Se recuerda todavía el viacrucis de la niña de once años obligada a procrear un bebé producto de una violación por un enfermo sexual, evidencia de la trágica y absurda decisión de imponer en la Constitución de la República la prohibición de la interrupción del embarazo, bajo el cuestionado criterio del derecho a la vida. La niña finalmente murió pero si algún milagro médico le hubiera salvado la vida quedaría marcada para el resto de su existencia, arrastrando una criatura resultado de un abominable acto criminal.

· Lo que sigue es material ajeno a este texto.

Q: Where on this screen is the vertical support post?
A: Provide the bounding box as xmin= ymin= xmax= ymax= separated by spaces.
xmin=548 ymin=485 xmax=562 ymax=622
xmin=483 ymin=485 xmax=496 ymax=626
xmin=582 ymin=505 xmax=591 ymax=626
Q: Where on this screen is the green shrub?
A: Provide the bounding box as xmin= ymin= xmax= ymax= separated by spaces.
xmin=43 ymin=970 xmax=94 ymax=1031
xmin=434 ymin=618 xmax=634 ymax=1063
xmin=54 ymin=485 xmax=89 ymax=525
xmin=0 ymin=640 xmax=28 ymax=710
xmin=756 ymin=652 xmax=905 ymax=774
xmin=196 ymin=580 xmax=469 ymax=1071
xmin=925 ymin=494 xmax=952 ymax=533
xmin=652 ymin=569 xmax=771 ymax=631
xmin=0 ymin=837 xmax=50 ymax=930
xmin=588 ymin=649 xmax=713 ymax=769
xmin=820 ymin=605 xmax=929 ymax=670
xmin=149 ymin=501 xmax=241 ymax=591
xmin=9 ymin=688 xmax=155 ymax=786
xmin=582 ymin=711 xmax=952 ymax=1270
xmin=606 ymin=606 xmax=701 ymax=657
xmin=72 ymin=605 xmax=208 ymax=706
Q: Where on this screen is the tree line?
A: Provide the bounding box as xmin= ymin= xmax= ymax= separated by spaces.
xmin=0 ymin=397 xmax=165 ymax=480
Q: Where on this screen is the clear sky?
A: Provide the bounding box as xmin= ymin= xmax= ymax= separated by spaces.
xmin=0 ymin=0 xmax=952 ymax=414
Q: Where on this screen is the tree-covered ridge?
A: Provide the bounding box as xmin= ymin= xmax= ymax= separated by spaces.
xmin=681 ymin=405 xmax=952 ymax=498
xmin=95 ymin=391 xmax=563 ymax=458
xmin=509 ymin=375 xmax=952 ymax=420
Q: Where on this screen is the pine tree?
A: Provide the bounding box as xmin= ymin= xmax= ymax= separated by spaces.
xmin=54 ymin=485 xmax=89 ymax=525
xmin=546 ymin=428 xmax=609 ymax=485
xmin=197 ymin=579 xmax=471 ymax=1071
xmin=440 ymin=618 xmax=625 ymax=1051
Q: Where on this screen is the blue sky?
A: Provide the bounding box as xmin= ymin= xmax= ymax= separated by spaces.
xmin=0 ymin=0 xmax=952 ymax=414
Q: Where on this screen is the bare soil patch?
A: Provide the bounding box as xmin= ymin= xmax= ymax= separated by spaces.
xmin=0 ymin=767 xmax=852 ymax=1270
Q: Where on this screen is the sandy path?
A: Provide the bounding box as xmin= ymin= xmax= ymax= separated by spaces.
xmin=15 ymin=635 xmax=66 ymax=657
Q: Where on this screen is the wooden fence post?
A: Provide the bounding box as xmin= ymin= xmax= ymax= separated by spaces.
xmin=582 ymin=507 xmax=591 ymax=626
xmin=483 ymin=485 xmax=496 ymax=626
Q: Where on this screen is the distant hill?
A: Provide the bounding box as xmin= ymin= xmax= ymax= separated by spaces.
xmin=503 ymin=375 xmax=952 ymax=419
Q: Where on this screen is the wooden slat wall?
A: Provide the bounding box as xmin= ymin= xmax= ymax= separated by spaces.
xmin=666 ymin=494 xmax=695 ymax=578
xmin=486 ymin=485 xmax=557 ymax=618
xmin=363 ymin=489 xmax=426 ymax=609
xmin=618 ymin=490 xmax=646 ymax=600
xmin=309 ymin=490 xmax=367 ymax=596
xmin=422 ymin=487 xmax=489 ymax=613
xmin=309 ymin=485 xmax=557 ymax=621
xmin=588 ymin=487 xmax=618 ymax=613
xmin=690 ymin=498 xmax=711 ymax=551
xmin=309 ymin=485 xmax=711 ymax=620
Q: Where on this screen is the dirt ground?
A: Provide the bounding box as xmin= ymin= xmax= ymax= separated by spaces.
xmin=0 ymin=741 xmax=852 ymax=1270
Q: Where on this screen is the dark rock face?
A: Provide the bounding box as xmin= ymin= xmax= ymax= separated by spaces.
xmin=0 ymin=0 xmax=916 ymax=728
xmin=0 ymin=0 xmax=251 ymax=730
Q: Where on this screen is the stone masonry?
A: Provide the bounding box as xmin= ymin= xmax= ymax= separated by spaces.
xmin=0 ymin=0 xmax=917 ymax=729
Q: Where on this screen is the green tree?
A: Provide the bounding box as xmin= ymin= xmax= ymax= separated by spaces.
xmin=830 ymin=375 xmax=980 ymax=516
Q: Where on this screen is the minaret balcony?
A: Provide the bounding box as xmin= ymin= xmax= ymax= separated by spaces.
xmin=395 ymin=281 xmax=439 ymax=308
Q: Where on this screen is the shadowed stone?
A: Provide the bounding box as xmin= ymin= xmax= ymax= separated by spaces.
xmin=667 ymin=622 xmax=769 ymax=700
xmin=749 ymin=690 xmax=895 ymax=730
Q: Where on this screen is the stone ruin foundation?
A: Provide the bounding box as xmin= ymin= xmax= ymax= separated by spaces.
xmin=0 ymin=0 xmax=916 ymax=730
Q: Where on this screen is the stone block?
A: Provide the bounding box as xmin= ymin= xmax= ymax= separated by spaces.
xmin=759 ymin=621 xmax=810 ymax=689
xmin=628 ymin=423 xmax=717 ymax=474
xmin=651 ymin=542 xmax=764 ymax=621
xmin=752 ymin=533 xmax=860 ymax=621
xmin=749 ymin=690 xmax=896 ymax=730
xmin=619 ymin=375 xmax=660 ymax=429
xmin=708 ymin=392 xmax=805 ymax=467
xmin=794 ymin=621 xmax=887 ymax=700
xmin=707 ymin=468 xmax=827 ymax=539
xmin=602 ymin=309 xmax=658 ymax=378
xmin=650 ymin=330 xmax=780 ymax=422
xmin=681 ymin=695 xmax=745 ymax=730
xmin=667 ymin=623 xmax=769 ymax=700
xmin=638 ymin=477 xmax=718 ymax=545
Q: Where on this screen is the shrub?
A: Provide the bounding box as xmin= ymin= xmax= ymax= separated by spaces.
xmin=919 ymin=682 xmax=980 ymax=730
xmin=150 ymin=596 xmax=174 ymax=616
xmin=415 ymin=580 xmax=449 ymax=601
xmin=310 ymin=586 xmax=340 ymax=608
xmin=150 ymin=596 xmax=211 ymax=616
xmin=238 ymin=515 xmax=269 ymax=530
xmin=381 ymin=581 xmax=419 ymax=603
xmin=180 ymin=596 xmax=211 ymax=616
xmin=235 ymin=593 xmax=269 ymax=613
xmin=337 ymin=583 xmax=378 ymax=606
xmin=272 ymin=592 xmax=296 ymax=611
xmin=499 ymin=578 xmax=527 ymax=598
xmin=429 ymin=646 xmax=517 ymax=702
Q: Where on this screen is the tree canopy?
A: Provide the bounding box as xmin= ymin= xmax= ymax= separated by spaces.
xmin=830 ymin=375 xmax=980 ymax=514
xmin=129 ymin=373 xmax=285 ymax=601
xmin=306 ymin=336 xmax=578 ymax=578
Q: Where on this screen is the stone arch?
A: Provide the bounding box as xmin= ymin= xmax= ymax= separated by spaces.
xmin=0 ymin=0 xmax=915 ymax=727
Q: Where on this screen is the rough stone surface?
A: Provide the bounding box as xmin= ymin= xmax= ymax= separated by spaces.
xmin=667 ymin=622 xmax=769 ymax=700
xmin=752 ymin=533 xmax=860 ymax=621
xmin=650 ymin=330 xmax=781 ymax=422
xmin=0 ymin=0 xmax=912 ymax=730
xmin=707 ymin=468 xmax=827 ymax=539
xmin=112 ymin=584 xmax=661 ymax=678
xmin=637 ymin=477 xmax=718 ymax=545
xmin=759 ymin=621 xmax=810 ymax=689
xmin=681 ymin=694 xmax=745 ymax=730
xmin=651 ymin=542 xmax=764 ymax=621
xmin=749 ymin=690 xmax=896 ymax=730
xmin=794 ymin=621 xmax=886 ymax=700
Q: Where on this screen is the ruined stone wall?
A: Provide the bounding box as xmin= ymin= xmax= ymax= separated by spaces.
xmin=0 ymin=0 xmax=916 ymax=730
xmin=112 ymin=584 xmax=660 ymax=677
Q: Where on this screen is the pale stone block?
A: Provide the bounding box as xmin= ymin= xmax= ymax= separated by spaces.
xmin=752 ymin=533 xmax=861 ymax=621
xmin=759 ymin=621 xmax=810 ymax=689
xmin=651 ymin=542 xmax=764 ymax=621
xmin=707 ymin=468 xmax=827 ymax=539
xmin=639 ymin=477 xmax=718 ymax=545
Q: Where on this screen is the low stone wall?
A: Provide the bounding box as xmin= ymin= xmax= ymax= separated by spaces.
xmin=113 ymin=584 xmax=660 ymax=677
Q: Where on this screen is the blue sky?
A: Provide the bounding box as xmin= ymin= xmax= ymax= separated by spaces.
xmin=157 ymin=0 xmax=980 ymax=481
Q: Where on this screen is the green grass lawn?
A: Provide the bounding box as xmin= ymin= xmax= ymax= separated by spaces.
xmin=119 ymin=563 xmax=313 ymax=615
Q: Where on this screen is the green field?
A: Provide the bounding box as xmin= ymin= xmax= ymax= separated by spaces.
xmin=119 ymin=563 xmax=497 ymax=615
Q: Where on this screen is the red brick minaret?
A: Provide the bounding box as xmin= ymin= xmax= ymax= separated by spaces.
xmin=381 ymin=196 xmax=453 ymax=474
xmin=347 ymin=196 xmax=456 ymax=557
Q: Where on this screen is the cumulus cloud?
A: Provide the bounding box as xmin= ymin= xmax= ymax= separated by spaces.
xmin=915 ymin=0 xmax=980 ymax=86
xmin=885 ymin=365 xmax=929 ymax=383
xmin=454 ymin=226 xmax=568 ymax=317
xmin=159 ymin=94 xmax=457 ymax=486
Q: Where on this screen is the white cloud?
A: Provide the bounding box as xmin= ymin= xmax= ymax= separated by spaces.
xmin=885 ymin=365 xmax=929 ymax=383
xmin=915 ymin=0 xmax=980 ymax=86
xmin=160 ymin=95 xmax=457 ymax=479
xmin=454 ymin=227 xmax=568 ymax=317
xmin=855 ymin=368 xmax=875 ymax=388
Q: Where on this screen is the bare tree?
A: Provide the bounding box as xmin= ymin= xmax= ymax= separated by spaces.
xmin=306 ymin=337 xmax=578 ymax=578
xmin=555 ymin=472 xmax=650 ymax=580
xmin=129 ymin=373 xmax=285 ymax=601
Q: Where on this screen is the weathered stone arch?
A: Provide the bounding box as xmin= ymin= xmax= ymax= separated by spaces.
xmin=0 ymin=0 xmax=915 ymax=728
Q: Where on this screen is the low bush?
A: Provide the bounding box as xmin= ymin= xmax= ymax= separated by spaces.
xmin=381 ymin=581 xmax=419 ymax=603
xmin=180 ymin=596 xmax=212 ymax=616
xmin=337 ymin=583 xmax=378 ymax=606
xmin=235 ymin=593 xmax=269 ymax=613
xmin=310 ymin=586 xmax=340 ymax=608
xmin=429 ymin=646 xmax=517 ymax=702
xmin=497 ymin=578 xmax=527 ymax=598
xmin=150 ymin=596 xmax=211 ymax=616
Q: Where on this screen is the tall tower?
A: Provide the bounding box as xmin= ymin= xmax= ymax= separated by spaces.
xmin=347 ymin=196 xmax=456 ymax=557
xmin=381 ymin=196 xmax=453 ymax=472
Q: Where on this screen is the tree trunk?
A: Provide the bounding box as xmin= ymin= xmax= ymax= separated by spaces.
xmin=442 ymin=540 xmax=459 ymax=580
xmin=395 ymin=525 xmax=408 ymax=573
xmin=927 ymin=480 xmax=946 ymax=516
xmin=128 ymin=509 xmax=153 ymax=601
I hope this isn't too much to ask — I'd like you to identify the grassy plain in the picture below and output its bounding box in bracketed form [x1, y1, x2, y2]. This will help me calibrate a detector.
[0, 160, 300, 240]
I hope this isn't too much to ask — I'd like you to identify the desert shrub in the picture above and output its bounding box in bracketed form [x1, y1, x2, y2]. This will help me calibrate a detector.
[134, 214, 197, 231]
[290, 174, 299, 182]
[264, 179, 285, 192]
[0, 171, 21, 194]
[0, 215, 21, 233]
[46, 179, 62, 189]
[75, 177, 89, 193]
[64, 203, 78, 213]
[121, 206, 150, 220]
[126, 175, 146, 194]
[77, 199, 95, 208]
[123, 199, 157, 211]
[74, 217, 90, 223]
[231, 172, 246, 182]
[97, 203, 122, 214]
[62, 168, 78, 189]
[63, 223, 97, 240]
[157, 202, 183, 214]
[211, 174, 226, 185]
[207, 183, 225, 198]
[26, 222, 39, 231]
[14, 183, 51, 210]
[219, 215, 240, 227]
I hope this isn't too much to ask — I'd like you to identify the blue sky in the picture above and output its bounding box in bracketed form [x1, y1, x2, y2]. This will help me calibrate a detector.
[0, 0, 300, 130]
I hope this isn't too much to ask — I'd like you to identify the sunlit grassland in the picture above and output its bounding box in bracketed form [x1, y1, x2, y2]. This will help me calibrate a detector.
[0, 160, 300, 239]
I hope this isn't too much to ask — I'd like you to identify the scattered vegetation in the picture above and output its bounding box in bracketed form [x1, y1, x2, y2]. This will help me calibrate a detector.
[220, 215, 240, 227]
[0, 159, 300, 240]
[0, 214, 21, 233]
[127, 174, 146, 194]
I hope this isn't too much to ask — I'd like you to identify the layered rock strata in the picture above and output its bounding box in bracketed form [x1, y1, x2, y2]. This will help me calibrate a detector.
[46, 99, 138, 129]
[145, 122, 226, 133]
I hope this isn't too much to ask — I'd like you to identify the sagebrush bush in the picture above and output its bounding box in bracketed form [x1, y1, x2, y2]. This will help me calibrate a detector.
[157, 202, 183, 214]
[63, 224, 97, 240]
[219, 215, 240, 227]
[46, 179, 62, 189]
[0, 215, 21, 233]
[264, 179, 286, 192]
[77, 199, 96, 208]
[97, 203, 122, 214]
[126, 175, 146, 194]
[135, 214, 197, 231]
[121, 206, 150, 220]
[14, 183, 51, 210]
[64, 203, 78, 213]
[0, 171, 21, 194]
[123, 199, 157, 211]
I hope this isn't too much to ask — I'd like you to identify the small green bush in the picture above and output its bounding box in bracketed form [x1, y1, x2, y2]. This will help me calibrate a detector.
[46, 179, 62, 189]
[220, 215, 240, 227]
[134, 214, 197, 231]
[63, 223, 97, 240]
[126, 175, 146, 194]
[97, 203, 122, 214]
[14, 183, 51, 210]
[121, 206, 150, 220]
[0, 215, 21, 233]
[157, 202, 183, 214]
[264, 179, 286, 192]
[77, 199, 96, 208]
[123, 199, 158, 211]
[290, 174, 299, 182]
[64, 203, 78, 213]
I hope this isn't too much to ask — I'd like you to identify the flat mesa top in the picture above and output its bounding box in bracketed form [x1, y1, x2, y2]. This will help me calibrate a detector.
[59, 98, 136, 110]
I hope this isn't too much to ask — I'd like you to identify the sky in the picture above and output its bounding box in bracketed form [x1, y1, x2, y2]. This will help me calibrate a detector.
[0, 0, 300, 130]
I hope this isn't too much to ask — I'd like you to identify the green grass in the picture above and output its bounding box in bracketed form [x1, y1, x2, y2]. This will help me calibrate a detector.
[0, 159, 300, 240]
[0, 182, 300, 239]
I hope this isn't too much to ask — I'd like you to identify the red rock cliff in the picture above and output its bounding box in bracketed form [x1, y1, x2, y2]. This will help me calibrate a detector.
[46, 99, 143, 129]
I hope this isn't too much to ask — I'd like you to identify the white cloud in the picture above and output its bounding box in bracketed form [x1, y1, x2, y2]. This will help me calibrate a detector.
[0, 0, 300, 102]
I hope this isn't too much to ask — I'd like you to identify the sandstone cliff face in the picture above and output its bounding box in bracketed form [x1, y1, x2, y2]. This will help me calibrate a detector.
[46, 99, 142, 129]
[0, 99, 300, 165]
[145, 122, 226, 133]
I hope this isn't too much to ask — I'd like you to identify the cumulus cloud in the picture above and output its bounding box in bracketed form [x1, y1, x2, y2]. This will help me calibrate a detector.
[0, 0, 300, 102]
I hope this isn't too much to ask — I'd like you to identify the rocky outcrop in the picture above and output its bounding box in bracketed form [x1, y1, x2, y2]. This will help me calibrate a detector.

La criminalización de toda forma de interrupción del embarazo pone trabas y en jaque a la ciencia médica. Ningún facultativo se arriesgará a asumir su responsabilidad aún en las peores y más desagraciadas circunstancias, a sabiendas incluso de que corra peligro la vida de la paciente. Cuando escucho o leo el argumento que sustentó ese adefesio, me pregunto: ¿Cuál vida, si la de la madre violada o el feto? ¿Si  en situaciones extremas por salvar a una criatura que aún no ha nacido sacrificamos a la madre, dónde queda el criterio del derecho a la vida?

La prohibición constitucional a toda forma de interrupción del embarazo, despoja a la Carta Magna de todo sentido de humanidad, porque niega los derechos de la mujer y de la familia a decidir voluntariamente acerca de algo tan personal como es todo aquello relacionado con su cuerpo y la vida misma. Además, cada pareja es libre de decidir cuántos hijos desea. La Constitución dominicana niega ese derecho fundamental y en los casos de violación a menores y agresión sexual de otro tipo, condena a futuras criaturas indeseadas a vivir una vida miserable. La penalización de toda forma de interrupción del embarazo, aún en situaciones como la de esa niña de once años violadas por un maniático sexual y su familia, y la prohibición religiosa al uso de anticonceptivos, que no deja opción a la pareja, es tan criminal como el peor de los abortos.